“The dress is the last thing that goes into the photograph. It must be like it was already there somehow. The photographs are of real families, realistic situations. It is not the fabulous, perfect, rich, pretty, successful—this is not contemporary. That is 90s, 80s, for the galloping economy. GREY makes sense today. It is younger, fresher, up to date,” Valentina Ilardi Martin says of her vision for Grey Magazine, a sumptuous compendium of fashion photography, fiction and poetry that has been published in a hardcover periodical every spring and every fall since 2009 and features photographers including Martin Parr, Nan Goldin, Sarah Moon, among many more.
The photograph comes first for Ilardi Martin, whose native Roman passion for the grandeur of everyday beauty belies each story produced in the book. She is nothing if not a womanist by nature, honoring the power and influence of the female mind, body, and heart.
She explains, “I wish to educate people on how to improve their dressing habits, what to choose to buy for the next season, how to style it with their own wardrobe and how to wear it for the best result. Every styling seen in GREY magazine is meant to be analyzed from the viewer and eventually reworked on an individual base. It’s meant to be an example that can be modified or adapted as a realistic suggestion for the upcoming season. I am not interested in a bizarre appearance. GREY is a magazine for a real, contemporary woman.
”When I plan a fashion shoot I start with the choice of the photographer. The idea will be constructed around his style, which at GREY is very precise and recognizable. I tend to keep the same contributors when possible to strengthen our visual direction. I choose photographers who are already GREY. Deborah Turbeville, Erwin Olaf, Todd Hido—they all have different styles while keeping a very defined identity and a very correct approach towards the woman. I like photographers who can understand emotions and portray the subject in front of them for what it really is. We show a great woman as an inspiration, we know them as human beings, not just as subjects for photographs. In accordance with the photographer we develop the story, the location, the casting. Sometimes the subject comes first, sometimes the place.It depends on many factors, mainly inspiration. When everything is in place, then, we think about the ideal clothes, the appearance, hair, makeup, mood. Only then. My aim and focus is now to bring to the reader something they can relate to, accept, love and be driven to, something they’ll try to emulate, because that is a selection of real, amazing, nowadays situations.”
GREY maintains a structural integrity to the construction of the photographs, collaborating in the creation of a shared reality that integrates the clothing into the photograph as though it were not so much a matter of fashion as it were the architecture of the life of the body. How we sheath and clothe, hide and seek, play dress up, how we dress to express, to impress, to pretend, to reveal who we see ourselves as.
Consider the Martin Parr portfolio of Bianca Balti and her daughter in the Spring 2013 edition of GREY, the two images where they share green eye shadow, red lipstick, and styling hair, garish as two glorious geishas who happily go about their own affairs. They are dressed, beautifully so, in creamy white tops pure as driven snow. The pleasure of dirty fingers and perfectly press clothes is just a touch of the pleasure of paging through this oversize volume.
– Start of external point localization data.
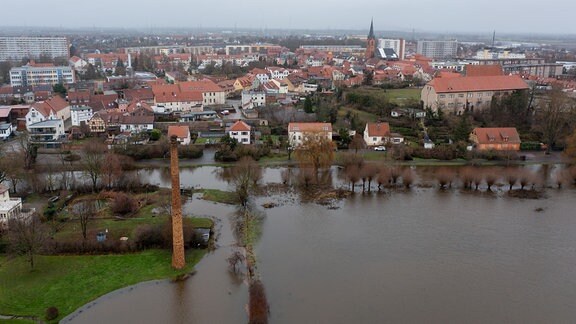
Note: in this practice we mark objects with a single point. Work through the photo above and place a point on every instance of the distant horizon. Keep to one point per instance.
(236, 30)
(440, 16)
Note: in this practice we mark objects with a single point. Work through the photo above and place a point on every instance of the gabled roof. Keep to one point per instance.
(179, 131)
(310, 127)
(204, 85)
(496, 135)
(471, 84)
(5, 111)
(484, 70)
(378, 129)
(239, 126)
(56, 103)
(137, 120)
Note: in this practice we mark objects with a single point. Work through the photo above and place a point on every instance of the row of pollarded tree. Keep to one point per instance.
(356, 169)
(520, 178)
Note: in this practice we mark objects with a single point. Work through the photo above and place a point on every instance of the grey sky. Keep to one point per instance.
(527, 16)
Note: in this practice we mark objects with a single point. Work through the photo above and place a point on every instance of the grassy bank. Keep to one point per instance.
(219, 196)
(68, 282)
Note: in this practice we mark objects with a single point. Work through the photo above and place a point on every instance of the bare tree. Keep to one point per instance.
(29, 150)
(353, 175)
(554, 116)
(93, 161)
(383, 177)
(491, 177)
(244, 176)
(84, 211)
(27, 236)
(368, 172)
(111, 169)
(511, 177)
(316, 151)
(407, 178)
(11, 164)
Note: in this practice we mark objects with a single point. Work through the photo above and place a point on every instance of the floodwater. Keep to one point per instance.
(424, 255)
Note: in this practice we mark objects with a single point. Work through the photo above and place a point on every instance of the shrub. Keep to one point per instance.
(123, 204)
(149, 236)
(190, 152)
(51, 313)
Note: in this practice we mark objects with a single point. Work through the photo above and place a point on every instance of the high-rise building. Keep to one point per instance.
(398, 45)
(17, 48)
(31, 75)
(437, 49)
(371, 43)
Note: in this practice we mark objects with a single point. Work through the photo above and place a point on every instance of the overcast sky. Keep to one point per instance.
(526, 16)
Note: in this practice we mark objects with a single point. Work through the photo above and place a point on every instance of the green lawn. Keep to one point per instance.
(68, 282)
(220, 196)
(401, 96)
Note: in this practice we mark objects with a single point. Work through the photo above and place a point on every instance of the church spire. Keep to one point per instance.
(371, 33)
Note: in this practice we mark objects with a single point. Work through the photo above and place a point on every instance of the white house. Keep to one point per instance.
(253, 99)
(262, 75)
(9, 207)
(81, 114)
(278, 72)
(53, 108)
(376, 134)
(181, 132)
(137, 124)
(6, 130)
(298, 131)
(240, 131)
(49, 132)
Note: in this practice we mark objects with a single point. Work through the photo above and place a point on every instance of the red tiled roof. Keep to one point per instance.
(179, 131)
(497, 135)
(5, 111)
(203, 85)
(483, 70)
(239, 126)
(310, 127)
(470, 84)
(378, 129)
The backstory of the shoot offers another glimpse into the pleasures of GREY. The shoot was to occur in Bristol, England, at the request of Parr. Ilardi Martin was concerned that Balti would have to leave late afternoon to fly back to Italy. She relayed this to Parr first thing the morning of the shoot and he simply replied, “Why? How many pictures do you want to take?”
When the shoot was completed at 11 a.m., they went for a leisurely lunch at an organic farmhouse. Ilardi Martin observes, “Working with Martin Parr is a dream and an achievement in my career. He is like his pictures, very dry, very English, very short. The height of his pleasure is he will say, ‘That looks fine’ about a picture he really loves. He shoots reality. There is no more fashion than reality. We show Bianca with her daughter, doing daily chores. They are dressed as Dolce & Gabbana uses the same prints for the junior collection. Parr liked it, so we made the shoot around him. Everything with Bianca and the daughter is real. She is easy going. Comes from a small town in Italy. Travels the world. This is a contemporary family. Everything is not perfect. But they have fun.”
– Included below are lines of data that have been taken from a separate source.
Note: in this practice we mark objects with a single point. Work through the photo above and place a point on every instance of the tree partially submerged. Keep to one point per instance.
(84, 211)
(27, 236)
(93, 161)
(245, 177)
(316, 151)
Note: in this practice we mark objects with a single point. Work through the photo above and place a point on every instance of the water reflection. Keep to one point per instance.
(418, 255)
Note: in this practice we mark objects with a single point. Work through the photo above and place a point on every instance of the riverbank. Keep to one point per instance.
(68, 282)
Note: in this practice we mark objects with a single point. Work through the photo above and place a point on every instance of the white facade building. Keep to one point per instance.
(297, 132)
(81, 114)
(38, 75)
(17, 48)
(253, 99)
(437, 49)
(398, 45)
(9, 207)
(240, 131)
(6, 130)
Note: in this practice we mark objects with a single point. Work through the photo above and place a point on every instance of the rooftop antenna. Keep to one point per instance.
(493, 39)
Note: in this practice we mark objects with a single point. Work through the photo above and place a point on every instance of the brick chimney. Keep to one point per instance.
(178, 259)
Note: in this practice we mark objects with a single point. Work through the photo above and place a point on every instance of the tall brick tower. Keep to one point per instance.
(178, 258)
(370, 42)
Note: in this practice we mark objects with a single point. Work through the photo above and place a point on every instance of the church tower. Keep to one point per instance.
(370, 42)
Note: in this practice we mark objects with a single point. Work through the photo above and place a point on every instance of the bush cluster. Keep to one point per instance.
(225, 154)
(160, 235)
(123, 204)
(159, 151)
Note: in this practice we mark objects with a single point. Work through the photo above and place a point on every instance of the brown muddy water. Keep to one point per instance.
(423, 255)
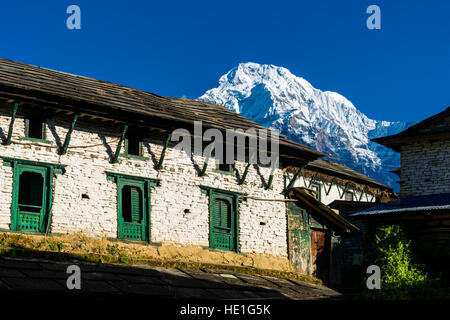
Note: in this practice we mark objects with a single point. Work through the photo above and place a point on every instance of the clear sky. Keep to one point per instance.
(181, 48)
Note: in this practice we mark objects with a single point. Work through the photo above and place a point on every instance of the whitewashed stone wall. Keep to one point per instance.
(334, 193)
(425, 168)
(179, 189)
Indeed GREY is not about the image of perfection but about the creation of our higher selves, to be the change we want to see in the world, to find beauty in the extraordinary energy of our everyday world, to live into it as an expression of life, a love for the photograph, the printed page, for the woman as a complete beauty, powerful and passionate in her many ways, fashion as the expression of her charms, a modern glamour that is accessible yet delectable. GREY is about nuance, possibility, shadows and shades in an ever-changing world.